SSDs in the data center Managing High-Value Data With SSDs in the Mix

introduction: What the Data Lake Really Looks Like We don’t create and operate data centers just to proclaim we can store lots of data. We own the process of acquiring, formatting, merging, safekeeping, and analyzing the flow of information – and enabling decisions based on it. Choosing a solid-state drive (SSD) as part of the data center mix hinges on a new idea: highvalue data. When viewing data solely as a long-term commodity for storage, enterprise hard disk drives (HDDs) form a viable solution. They continue to deliver value where the important metrics are density and cost per gigabyte. HDDs also offer a high mean-time-betweenfailure (MTBF) and longevity of storage. Once the mechanics of platter rotation and actuator arm speed are set, an interface chosen and capacity determined, there isn’t much else left to chance. For massive volumes of data in infrequently accessed parts of the “data lake,” HDDs are well suited. Predictability and reliability of mature HDD technology translates to reduced risk. However, large volumes of long life data are only part of the equation. The rise of personal, mobile, social and cloud computing means real-time response has become a key determining factor. Customer satisfaction relies on handling incoming data and requests quickly, accurately, and securely. In analytics operating on data streams, small performance differences can affect outcomes significantly.

Faster response brings tiered IT architecture. Data no longer resides solely at Tier 3, the storage layer; instead, transactional data spreads across the enterprise. High-value data generally is taken in from Tier 1 presentation and aggregation layers, and created in Tier 2 application layers. It may be transient, lasting only while a user session is in progress, a sensor is active, or a particular condition arises. SSDs deliver blistering transactional performance, shaming HDDs in benchmarks measuring I/O operations per second (IOPS). Performance is not the only consideration for processing high-value data. IDC defines what they call “target rich” data, which they estimate will grow to about 11% of the data lake within five years, against five criteria:1 Easy to access: is it connected, or locked in particular subsystems? Real-time: is it available for decisions in a timely manner? Footprint: does it affect a lot of people, inside or outside the organization?

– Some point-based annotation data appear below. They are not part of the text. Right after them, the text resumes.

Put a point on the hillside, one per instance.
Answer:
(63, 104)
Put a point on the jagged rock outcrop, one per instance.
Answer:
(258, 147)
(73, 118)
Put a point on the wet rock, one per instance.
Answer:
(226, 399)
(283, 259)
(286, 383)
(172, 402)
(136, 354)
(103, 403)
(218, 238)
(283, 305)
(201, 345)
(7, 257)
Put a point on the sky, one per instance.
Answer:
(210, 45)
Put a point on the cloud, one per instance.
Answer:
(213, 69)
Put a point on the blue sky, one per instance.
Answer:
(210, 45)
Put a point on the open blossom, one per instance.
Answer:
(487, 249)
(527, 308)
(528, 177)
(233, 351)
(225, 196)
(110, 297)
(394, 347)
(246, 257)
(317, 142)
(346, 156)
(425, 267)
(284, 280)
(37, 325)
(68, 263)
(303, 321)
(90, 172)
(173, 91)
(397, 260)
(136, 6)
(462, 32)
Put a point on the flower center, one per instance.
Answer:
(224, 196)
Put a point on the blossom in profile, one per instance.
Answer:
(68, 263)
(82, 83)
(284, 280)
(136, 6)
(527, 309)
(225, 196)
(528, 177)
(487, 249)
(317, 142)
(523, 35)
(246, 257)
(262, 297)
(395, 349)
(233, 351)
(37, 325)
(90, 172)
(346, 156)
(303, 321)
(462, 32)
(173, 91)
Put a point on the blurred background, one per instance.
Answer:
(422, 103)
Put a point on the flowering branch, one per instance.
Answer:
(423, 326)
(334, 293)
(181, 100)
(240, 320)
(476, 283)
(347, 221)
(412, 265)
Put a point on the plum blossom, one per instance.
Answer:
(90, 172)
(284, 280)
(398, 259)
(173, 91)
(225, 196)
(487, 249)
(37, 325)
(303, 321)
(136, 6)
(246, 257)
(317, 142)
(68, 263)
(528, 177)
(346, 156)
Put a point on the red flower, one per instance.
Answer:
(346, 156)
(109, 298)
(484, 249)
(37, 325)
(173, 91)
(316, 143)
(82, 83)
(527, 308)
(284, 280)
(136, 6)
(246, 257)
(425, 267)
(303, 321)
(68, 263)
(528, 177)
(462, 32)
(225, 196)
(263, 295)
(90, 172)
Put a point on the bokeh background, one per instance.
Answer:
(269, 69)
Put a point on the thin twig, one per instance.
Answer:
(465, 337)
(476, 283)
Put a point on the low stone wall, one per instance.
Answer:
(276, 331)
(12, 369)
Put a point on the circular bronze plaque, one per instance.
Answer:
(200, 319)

Transformative: could it, analyzed and actioned, change things? Synergistic: is there more than one of these dimensions at work? Instead of nebulous depths of “big data,” we now have a manageable region of interest. High-value data usually means fast access, but it also means reliable access over any conditions including traffic variety, congestion, integrity through temporary loss of power and long-term endurance. These parameters suggest the necessity for a specific SSD class – the data center SSD – for operations in and around high-value data. Choosing the right SSD for an application calls for several pieces of insight. First, there is understanding the difference between client and data center models. Next is seeing how the real-world use case shapes up compared to synthetic benchmarks. Finally, recognizing the characteristics of flash memory and other technology inside SSDs reveals the attributes needed to handle high-value data effectively.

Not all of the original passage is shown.